Yishai Hadas
2014-10-23 12:02:48 UTC
The following set of patches implements Peer-Direct support over RDMA
stack.
Peer-Direct technology allows RDMA operations to directly target
memory in external hardware devices, such as GPU cards, SSD based
storage, dedicated ASIC accelerators, etc.
This technology allows RDMA-based (over InfiniBand/RoCE) application
to avoid unneeded data copying when sharing data between peer hardware
devices.
To implement this technology, we defined an API to securely expose the
memory of a hardware device (peer memory) to an RDMA hardware device.
The API defined for Peer-Direct is described in this cover letter.
The required implementation for a hardware device to expose memory
buffers over Peer-Direct is also detailed in this letter.
Finally, the cover letter includes a description of the flow and the
API that IB core and low level IB hardware drivers implement to
support the technology
Flow:
-----------------
Each peer memory client should register itself into the IB core (ib_core)
module, and provide a set of callbacks to manage its memory basic
functionality.
The required functionality includes getting pages descriptors based
upon user space virtual address, dma mapping these pages, getting the
memory page size, removing the DMA mapping of the pages and releasing
page descriptors.
Those callbacks are quite similar to the kernel API used to pin normal
host memory and exposed it to the hardware.
Description of the API is included later in this cover
letter.
The peer direct controller, implemented as part of the IB core
services, provides registry and brokering services between peer memory
providers and low level IB hardware drivers.
This makes the usage of peer-direct almost completely transparent to
the individual hardware drivers.
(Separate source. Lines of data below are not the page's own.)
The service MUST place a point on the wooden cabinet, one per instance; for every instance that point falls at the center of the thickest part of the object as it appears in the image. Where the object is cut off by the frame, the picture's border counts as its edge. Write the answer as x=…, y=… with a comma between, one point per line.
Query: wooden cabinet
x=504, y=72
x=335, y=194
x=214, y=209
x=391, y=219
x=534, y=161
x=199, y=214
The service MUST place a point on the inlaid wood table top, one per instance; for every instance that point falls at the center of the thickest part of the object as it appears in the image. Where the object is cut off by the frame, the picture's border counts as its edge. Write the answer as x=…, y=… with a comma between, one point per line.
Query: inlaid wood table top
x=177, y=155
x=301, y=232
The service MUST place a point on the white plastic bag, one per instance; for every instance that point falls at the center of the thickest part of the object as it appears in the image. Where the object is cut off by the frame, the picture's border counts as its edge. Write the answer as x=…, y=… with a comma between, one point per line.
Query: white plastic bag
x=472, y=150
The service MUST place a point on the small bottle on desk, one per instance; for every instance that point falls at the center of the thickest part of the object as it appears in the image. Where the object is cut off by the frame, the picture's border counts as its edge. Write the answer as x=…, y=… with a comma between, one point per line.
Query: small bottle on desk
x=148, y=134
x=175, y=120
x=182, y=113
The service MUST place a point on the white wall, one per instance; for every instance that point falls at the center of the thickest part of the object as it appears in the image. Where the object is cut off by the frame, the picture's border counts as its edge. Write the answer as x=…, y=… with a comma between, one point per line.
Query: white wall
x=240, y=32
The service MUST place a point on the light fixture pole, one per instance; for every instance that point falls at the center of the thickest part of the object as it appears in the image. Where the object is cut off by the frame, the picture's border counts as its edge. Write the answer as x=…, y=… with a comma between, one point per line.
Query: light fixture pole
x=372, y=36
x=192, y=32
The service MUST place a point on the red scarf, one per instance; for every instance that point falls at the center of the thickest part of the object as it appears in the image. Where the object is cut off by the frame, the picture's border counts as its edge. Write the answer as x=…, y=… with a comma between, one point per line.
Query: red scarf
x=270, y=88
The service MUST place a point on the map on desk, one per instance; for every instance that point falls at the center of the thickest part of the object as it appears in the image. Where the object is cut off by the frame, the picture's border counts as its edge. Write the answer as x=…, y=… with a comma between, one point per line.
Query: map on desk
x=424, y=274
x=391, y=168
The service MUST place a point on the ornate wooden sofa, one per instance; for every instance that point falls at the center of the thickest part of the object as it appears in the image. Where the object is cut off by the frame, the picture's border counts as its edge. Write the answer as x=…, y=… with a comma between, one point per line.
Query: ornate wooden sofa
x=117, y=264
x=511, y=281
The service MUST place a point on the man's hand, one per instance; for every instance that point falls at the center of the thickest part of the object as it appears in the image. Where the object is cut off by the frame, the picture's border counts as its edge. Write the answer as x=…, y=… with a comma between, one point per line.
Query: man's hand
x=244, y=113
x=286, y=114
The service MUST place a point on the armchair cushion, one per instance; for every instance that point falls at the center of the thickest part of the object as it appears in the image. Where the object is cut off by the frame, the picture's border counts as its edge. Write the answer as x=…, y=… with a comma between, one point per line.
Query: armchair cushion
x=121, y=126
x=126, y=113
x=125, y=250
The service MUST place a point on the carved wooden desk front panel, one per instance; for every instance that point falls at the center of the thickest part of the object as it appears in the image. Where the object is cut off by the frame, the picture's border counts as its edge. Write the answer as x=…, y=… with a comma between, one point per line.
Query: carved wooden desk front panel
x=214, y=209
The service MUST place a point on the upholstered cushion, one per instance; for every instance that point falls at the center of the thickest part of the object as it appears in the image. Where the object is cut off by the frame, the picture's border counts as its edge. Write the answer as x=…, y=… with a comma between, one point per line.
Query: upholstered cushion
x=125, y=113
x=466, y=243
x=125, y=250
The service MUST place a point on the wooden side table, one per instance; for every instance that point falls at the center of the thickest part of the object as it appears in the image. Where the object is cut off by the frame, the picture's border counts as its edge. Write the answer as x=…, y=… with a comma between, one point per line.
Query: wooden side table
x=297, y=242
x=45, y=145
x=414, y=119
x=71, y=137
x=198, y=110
The only changes required in the low
level IB hardware drivers is supporting an interface for immediate
invalidation of registered memory regions.
The IB hardware driver should use ib_umem_get with an extra signaling
that the requested memory may reside on a peer memory. When a given
user space virtual memory address found to belong to a peer memory
client, an ib_umem is built using the callbacks provided by the peer
memory client. In case the IB hardware driver supports invalidation
on that ib_umem it must be signaled as part of ib_umem_get, otherwise
if the peer memory requires invalidation support the registration will
be rejected.
After getting the ib_umem, if it is residing on a peer memory that requires
invalidation support, the low level IB hardware driver must register the
invalidation callback for this ib_umem.
If this callback is called, the driver should ensure that no access to
the memory mapped by the umem will happen once the callback returns.
Information and statistics regarding the registered peer memory
clients are exported to the user space at:
/sys/kernel/infiniband/memory_peers/<peer_name>/.
===============================================================================
Peer memory API
===============================================================================
Peer client structure:
-------------------------------------------------------------------------------
struct peer_memory_client {
char name[IB_PEER_MEMORY_NAME_MAX];
char version[IB_PEER_MEMORY_VER_MAX];
int (*acquire) (unsigned long addr, size_t size, void *peer_mem_private_data,
char *peer_mem_name, void **client_context);
int (*get_pages) (unsigned long addr,
size_t size, int write, int force,
struct sg_table *sg_head,
void *client_context, void *core_context);
int (*dma_map) (struct sg_table *sg_head, void *client_context,
struct device *dma_device, int dmasync, int *nmap);
int (*dma_unmap) (struct sg_table *sg_head, void *client_context,
struct device *dma_device);
void (*put_pages) (struct sg_table *sg_head, void *client_context);
unsigned long (*get_page_size) (void *client_context);
void (*release) (void *client_context);
};
A detailed description of above callbacks is defined as part of the first patch
in peer_mem.h header file.
-----------------------------------------------------------------------------------
void *ib_register_peer_memory_client(struct peer_memory_client *peer_client,
invalidate_peer_memory *invalidate_callback);
Description:
Each peer memory should use this function to register as an available
peer memory client during its initialization. The callbacks provided
as part of the peer_client may be used later on by the IB core when
registering and unregistering its memory.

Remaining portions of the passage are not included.